Quizá sea por esa circunstancia que Luis me sobrelleve y en su dedicatoria adjudique prosapias a mi apellido.
—Soy Milanés —le digo al teléfono, después del saludo, y el maestro replica con su humor.
—¿José Jacinto...?
—No, Federico.
—¿El más cuerdo de los dos..?
—No, el menos loco —respondo en broma.
Realmente, apenas soy Enrique, y más que en la mutua reverencia a esos pilares, la charla nace en mi agradecimiento. Quiero agradecerle el regalo de sus Estaciones del ocaso, un poemario delgado como yo, discreto como él, que bajo su firma salió hace algún tiempo.
Mi flaquencia está fuera de toda reflexión, es tan amplia que no merece comentarios, pero la discreción de su cuaderno exige ser explicada. En unas pocas páginas, sesenta y tantas de ellas, Sexto me ha devuelto el aroma real de la poesía, a menudo secuestrado —les digo y le dije— por tanto arquitecto de fonemas de empaque petrolero.
Sus poemas son susurros aliados de firmezas. No hay afectación, no hay poses; cuando uno los lee no imagina al autor con ojos entornados. No es la suya criatura de feria, sino dama de intimidad, ese espacio del cual nunca debieron sacar en venta la poesía. Es él, el hombre que sin ruidos aprendió a canjearle a la vida cabellos por ideas.
Su poemario rezuma claridad, con ele y sin ella, todo un bálsamo, porque la primera misión de la poesía —aun para mí que, les digo y le dije, soy un docto analfabeto en la materia— debe ser regalar el amor a cualquier pecho.

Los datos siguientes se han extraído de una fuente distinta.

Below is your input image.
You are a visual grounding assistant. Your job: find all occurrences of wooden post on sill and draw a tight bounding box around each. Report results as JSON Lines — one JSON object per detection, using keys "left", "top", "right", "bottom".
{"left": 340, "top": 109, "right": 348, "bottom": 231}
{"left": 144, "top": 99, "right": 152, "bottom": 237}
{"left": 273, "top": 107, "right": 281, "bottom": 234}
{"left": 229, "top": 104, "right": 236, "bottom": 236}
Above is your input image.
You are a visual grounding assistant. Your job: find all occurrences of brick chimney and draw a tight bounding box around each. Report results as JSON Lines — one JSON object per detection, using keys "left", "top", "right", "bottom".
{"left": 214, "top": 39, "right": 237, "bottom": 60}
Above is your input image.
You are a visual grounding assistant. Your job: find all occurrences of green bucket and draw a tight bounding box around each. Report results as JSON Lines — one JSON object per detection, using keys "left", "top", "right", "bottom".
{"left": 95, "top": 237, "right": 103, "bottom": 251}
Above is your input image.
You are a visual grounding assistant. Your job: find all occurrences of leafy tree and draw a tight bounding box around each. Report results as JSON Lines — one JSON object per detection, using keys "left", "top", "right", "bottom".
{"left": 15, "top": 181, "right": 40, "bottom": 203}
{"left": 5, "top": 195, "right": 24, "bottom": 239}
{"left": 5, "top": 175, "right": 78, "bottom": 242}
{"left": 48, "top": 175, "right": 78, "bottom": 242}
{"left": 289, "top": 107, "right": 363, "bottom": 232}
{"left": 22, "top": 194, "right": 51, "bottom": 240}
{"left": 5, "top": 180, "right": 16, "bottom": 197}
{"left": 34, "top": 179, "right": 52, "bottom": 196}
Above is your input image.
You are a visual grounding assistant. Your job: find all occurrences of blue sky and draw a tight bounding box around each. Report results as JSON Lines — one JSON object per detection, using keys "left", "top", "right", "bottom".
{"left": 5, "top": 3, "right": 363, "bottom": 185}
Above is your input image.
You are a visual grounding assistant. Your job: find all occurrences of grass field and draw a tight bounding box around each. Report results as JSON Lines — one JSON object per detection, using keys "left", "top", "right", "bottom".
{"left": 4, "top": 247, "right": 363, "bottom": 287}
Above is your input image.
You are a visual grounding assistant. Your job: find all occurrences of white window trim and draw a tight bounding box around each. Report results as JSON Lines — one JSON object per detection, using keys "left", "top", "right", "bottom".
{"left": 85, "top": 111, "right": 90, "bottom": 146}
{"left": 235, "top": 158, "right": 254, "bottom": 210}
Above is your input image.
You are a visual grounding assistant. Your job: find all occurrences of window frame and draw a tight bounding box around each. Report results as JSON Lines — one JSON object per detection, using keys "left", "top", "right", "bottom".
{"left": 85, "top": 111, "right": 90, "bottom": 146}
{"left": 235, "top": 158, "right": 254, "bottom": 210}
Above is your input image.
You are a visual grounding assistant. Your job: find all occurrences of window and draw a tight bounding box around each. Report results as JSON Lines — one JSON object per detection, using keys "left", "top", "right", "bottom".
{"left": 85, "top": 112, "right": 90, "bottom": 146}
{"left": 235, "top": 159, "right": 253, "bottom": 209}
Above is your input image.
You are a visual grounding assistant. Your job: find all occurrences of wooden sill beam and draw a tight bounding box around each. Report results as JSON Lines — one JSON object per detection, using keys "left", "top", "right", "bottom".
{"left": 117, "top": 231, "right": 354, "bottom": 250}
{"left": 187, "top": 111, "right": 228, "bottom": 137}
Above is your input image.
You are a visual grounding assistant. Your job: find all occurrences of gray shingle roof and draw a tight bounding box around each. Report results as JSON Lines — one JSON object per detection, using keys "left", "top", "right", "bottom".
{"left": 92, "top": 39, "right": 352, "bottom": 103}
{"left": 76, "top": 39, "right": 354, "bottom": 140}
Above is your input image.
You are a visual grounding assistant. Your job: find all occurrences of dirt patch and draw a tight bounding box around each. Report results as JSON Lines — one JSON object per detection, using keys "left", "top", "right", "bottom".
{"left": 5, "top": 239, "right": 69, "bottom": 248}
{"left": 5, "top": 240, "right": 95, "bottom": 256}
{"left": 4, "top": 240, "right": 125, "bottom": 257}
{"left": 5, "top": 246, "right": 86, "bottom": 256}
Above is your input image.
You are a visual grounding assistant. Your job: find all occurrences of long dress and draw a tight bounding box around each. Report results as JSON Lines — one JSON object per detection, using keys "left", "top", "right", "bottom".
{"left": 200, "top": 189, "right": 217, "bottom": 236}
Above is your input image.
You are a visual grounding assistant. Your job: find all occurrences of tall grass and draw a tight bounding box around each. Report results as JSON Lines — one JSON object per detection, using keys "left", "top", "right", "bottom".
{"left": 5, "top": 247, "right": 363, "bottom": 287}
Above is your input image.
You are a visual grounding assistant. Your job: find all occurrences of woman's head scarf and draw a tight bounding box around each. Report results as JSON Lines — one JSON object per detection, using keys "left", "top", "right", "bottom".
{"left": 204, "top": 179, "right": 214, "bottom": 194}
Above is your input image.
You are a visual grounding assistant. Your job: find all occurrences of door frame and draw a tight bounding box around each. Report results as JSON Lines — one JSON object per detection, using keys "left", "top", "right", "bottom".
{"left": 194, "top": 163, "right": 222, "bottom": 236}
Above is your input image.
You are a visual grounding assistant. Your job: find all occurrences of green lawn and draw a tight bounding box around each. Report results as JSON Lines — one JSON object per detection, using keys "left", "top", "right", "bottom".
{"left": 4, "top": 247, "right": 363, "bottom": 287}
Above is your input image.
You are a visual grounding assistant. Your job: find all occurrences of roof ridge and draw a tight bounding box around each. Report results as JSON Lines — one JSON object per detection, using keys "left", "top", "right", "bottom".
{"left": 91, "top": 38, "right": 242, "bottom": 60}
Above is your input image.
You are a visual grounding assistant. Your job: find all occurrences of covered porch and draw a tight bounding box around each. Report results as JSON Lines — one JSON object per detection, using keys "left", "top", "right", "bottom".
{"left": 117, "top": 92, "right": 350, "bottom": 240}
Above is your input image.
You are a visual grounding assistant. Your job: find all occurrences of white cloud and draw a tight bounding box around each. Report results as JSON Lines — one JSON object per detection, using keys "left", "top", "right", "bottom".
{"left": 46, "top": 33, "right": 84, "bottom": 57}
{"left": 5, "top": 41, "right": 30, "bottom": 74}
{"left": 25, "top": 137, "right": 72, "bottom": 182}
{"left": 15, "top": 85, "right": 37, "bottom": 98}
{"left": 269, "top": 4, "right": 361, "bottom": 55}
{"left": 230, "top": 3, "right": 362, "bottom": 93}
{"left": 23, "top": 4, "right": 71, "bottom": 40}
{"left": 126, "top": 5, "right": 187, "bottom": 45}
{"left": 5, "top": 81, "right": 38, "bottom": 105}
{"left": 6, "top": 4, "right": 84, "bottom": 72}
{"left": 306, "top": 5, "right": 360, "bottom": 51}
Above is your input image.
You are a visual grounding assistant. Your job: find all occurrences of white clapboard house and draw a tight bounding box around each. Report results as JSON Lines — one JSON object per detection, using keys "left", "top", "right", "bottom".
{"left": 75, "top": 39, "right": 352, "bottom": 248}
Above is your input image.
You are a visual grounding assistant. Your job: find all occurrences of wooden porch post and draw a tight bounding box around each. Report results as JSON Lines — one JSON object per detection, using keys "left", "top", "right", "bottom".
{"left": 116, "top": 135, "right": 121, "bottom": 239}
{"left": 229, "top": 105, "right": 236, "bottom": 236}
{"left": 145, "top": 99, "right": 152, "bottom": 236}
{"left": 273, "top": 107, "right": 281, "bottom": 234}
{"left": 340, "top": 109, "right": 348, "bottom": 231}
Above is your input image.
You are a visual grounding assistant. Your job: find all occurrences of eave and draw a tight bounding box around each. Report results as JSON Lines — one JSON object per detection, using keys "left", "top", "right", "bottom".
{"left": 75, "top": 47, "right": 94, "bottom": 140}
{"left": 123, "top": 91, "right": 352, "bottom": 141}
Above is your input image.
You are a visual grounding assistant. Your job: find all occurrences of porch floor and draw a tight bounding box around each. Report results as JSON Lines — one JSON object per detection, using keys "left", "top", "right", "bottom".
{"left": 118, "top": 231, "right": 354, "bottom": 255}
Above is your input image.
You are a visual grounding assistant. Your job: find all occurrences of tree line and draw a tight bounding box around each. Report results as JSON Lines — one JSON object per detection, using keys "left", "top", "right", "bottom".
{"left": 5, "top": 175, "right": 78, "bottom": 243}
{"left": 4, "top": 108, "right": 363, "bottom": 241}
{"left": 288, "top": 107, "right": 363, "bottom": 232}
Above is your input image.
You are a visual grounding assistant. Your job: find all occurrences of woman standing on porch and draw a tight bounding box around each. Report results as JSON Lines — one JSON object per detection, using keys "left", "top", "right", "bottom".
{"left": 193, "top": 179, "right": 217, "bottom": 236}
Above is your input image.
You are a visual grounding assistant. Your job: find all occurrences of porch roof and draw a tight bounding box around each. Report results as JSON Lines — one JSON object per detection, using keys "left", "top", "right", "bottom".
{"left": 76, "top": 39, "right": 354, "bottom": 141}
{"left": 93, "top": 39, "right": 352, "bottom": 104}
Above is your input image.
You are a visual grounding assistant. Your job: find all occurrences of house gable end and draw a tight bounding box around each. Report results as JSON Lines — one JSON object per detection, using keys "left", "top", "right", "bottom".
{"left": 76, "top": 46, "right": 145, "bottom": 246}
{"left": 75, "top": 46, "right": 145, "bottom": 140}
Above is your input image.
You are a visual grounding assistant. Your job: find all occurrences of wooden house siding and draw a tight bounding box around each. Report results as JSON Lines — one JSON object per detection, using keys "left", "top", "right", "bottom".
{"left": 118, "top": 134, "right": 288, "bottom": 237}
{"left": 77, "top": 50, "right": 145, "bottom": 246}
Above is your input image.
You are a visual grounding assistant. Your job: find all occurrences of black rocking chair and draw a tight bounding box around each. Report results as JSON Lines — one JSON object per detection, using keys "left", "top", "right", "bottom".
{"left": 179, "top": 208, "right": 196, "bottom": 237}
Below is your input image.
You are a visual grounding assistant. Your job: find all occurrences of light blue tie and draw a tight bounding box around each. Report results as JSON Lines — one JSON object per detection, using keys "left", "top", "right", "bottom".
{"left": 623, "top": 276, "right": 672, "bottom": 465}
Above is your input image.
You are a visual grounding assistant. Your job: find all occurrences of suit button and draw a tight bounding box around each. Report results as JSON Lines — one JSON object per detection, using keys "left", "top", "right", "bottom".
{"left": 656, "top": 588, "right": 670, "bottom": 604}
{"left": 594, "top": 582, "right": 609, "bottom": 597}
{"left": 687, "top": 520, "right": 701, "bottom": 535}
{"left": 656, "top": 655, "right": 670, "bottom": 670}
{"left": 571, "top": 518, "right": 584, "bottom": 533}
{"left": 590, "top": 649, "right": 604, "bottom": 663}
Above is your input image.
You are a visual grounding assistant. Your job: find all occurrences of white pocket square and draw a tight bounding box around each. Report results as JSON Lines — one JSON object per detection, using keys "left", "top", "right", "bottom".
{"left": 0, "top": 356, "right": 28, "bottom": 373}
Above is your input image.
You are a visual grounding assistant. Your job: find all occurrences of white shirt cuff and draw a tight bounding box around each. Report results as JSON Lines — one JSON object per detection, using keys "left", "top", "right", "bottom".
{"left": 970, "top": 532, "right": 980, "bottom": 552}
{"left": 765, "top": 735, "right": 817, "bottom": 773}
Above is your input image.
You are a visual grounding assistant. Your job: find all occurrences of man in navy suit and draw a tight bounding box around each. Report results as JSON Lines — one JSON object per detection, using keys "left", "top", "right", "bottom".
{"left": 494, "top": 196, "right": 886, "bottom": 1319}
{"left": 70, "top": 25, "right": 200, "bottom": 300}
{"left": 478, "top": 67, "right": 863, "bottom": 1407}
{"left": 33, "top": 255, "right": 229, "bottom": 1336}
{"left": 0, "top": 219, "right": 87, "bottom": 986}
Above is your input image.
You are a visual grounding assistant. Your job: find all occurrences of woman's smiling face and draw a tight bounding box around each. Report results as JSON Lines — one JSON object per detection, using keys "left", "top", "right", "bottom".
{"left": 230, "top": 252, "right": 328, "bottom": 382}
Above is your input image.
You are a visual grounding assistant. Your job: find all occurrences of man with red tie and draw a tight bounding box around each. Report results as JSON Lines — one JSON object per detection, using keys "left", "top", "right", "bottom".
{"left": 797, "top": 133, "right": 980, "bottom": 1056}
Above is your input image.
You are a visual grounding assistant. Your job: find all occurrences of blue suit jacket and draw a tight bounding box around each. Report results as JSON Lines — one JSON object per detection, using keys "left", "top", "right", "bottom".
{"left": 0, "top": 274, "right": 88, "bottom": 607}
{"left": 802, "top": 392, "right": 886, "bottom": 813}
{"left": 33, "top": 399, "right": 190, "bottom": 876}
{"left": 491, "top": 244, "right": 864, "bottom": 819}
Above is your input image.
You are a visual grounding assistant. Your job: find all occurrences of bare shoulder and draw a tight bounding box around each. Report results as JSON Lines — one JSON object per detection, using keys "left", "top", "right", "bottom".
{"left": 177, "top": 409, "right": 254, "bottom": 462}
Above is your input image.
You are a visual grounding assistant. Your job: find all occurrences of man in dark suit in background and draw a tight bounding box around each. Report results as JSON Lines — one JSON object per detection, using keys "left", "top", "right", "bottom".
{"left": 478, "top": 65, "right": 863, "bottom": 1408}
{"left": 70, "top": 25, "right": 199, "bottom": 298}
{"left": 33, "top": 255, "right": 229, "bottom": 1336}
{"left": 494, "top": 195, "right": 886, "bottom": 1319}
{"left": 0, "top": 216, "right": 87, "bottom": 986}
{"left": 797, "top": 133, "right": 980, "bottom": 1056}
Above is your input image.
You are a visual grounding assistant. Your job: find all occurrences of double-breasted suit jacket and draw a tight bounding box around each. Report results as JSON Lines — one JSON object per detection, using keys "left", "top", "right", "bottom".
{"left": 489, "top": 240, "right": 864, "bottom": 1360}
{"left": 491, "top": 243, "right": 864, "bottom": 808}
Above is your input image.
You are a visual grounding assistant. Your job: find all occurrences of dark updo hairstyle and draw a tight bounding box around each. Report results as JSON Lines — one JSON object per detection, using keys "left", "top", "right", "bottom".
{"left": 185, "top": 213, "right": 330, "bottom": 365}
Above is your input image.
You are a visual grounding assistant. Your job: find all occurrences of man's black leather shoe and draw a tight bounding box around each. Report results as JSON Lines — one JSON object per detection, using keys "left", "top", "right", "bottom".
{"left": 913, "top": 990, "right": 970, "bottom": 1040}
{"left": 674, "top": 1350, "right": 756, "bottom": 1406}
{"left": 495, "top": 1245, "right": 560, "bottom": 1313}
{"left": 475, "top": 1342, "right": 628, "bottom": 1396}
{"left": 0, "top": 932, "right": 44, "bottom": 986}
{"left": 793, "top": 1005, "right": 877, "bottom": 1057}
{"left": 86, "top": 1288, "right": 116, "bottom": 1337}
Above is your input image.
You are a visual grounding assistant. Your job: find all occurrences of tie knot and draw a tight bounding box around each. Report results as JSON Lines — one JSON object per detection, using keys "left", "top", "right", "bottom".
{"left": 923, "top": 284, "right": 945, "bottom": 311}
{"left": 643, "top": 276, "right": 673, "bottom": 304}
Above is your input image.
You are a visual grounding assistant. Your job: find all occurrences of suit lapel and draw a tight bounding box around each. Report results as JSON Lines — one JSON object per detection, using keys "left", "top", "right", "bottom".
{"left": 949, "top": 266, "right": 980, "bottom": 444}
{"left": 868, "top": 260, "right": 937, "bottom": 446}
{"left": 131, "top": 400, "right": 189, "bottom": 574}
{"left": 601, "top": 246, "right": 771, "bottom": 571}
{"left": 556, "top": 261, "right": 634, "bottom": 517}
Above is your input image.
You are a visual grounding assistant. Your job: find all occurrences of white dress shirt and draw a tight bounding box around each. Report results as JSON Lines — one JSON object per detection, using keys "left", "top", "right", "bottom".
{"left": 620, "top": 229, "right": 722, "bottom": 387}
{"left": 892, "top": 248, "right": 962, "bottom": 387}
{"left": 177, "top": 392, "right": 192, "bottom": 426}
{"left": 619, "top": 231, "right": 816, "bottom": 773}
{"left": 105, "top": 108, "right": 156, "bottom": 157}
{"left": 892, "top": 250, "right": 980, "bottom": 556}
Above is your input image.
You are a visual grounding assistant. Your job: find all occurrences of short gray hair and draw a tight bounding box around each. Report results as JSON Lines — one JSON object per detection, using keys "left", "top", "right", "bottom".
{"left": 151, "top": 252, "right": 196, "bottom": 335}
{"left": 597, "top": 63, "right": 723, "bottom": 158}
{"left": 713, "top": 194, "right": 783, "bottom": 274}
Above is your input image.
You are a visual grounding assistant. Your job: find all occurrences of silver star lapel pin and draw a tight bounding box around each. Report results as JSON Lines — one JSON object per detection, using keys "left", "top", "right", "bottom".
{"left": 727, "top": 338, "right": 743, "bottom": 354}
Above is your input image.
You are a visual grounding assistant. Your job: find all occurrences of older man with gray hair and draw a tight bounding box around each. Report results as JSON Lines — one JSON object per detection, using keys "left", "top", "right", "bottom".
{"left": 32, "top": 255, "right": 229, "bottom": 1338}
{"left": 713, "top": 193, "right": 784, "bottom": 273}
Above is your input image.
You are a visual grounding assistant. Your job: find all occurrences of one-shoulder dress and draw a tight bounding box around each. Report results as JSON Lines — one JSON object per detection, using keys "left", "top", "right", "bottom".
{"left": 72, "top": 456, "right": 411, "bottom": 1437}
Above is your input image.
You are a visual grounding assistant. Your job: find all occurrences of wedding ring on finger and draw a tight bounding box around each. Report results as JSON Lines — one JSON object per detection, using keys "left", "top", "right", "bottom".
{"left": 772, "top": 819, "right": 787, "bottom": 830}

Entonces, en textos cortos que remiten a su raíz periodística transcurren unas con otras estaciones de ocaso, y acasos también.
Tanto como sus letras, los espacios en blanco dicen e interrogan a quien solo aspiraba a leer. A mí, hombre anfibio con medio cuerpo y mente entera sumergidos en el agua, me agradó sobremanera ese «Naufragio» que alude a la ventana que pensativa mira hacia el poniente mientras el horizonte corta un sol sangrante sin remedio.
Es mi versión del gusto; léanlo a él. La mejor marca de identidad de un poeta es que viva realmente los versos que nos encarga creer. Léanlo a él, sugiero a los amigos comunes que me quieran a mí, pero que, más que a mí, aprecien la poesía.